In scheinbarem Widerspruch zu der Verlustaversion steht ein anderer irrationaler Faktor, der unser Denken verzerrt: der «übersteigerte Optimismus». Die Menschen sind gemäss Kahneman fast unverbesserliche Optimisten. Obwohl zum Beispiel der weitaus grösste Teil von neuen Unternehmen innert weniger Jahre wieder in Konkurs geht, lassen sich immer wieder unzählige Menschen von Neuem auf das Abenteuer Unternehmensgründung ein. Weil sie der festen Überzeugung sind, ihr Unternehmen werde es schon schaffen.
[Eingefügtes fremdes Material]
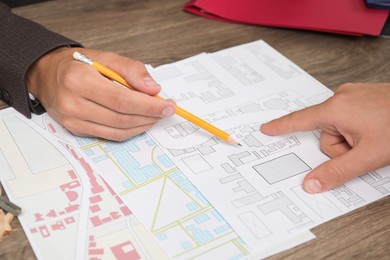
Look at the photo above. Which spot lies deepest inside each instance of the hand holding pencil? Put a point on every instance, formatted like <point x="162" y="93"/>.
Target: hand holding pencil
<point x="88" y="104"/>
<point x="179" y="111"/>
Antriebskraft des Kapitalismus

Dieser Optimismus sei die «Antriebskraft» des Kapitalismus, erläuterte Kahneman. Denn dadurch würden Menschen Innovation wagen, auch dann, wenn ein nüchterner Blick auf die Chancen zeigen würde, dass nur in den wenigsten Fällen ein wirtschaftlicher Erfolg zu erzielen ist. Für die gesellschaftliche und technologische Entwicklung ist dieser übertriebene Optimismus deshalb eine wichtige Voraussetzung.

«Planungen», so erklärte Kahneman, «sind immer zu optimistisch.» Dabei hilft nicht einmal die Einsicht in dieses Phänomen, um ihm nicht zum Opfer zu fallen. Das musste Kahneman selber erfahren, als er plante, sein Buch «Thinking, fast and slow» in achtzehn Monaten zu schreiben. Letztlich wurden viereinhalb Jahre daraus.